Beauchamp’s address was one of those new apartment complexes for the beautiful people coming to Fell’s Point and blocking the view for the people who’d lived there through the shitty times. Tai hated the way going past the gate made him feel, so he flashed his badge before Beauchamp could offer his own ID to the guard.

When they pulled up in front of the chrome and glass and fountained entrance with the artsy iron fire pit and sculpture, he knew he couldn’t get Beauchamp out of the car fast enough. Tai’s palm itched with the need to wrap around Beauchamp’s neck, drag him down, put his face into the footwell. And for the worst reasons. Reasons that made it hard to trust himself.

Avoiding temptation, Tai stared straight ahead at the row of birches lining the drive. “Here you go. Made your curfew.”

When Beauchamp didn’t move, Tai leaned across him and popped open the door. Beauchamp put a hand on Tai’s forearm.

The skin-to-skin contact froze him, muscles tightening under the light touch. Now he wanted his hand on the back of Beauchamp’s neck for an entirely different purpose.

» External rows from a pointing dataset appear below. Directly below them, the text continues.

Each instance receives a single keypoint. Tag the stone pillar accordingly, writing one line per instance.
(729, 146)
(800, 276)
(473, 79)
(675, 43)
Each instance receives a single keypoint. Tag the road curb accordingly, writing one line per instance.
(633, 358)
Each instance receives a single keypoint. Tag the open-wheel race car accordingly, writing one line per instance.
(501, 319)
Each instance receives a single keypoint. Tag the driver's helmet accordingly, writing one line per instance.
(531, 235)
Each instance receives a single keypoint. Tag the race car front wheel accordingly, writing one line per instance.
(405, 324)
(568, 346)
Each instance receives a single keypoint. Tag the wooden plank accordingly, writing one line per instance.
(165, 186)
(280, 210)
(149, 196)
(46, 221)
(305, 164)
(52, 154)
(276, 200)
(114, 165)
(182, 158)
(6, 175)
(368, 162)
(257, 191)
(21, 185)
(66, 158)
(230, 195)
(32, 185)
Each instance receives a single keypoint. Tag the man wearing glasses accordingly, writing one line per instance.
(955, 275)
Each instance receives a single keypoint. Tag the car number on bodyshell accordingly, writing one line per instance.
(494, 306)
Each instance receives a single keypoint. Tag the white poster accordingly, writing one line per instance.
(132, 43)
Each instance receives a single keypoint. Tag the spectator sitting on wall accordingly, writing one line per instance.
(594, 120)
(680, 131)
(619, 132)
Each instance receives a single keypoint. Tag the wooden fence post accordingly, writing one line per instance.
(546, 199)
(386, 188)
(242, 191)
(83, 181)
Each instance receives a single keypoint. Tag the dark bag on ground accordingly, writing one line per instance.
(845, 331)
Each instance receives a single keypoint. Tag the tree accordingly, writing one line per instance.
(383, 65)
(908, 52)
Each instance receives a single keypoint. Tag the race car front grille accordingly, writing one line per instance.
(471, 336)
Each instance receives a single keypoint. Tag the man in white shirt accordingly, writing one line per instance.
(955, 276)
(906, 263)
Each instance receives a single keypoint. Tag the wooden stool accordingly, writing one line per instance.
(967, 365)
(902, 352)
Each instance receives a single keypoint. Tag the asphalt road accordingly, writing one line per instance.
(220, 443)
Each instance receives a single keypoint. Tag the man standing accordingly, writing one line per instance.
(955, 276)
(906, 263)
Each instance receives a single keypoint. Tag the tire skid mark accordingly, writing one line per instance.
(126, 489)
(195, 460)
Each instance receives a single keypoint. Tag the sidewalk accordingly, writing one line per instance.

When Tai didn’t pull away, Beauchamp gently closed his fingers. “I wonder if you’d be so kind as to take me into the parking garage, up to my floor. I’d invite you in, save you a trip for that home visit you promised.” His voice was silk and sunshine, teasing the edge of open seduction. “You can check for all the illegal substances you want. Of course, Jez would be welcome too.”

Tai dragged his arm back. “No, thank you.”

“I’m disappointed to hear there’s nothing in my apartment you might find of interest. Are you sure?” Beauchamp’s self-mocking humor kept the line from being over the top.

Tai regripped the steering wheel as he imagined smooth, warm and wet sliding down his dick instead of hinting in his ear. Not happening. Beauchamp might not be his probie anymore, but he was still in county custody.

“Get out.” Tai clenched his teeth against the wave of disappointment when Beauchamp pushed open the door.

“On second thought, I hear this is the best sport-fishing season they’ve had in a long time off the Eastern Shore. I’d like to head out to Ocean City, see if I can’t beat my record white marlin.”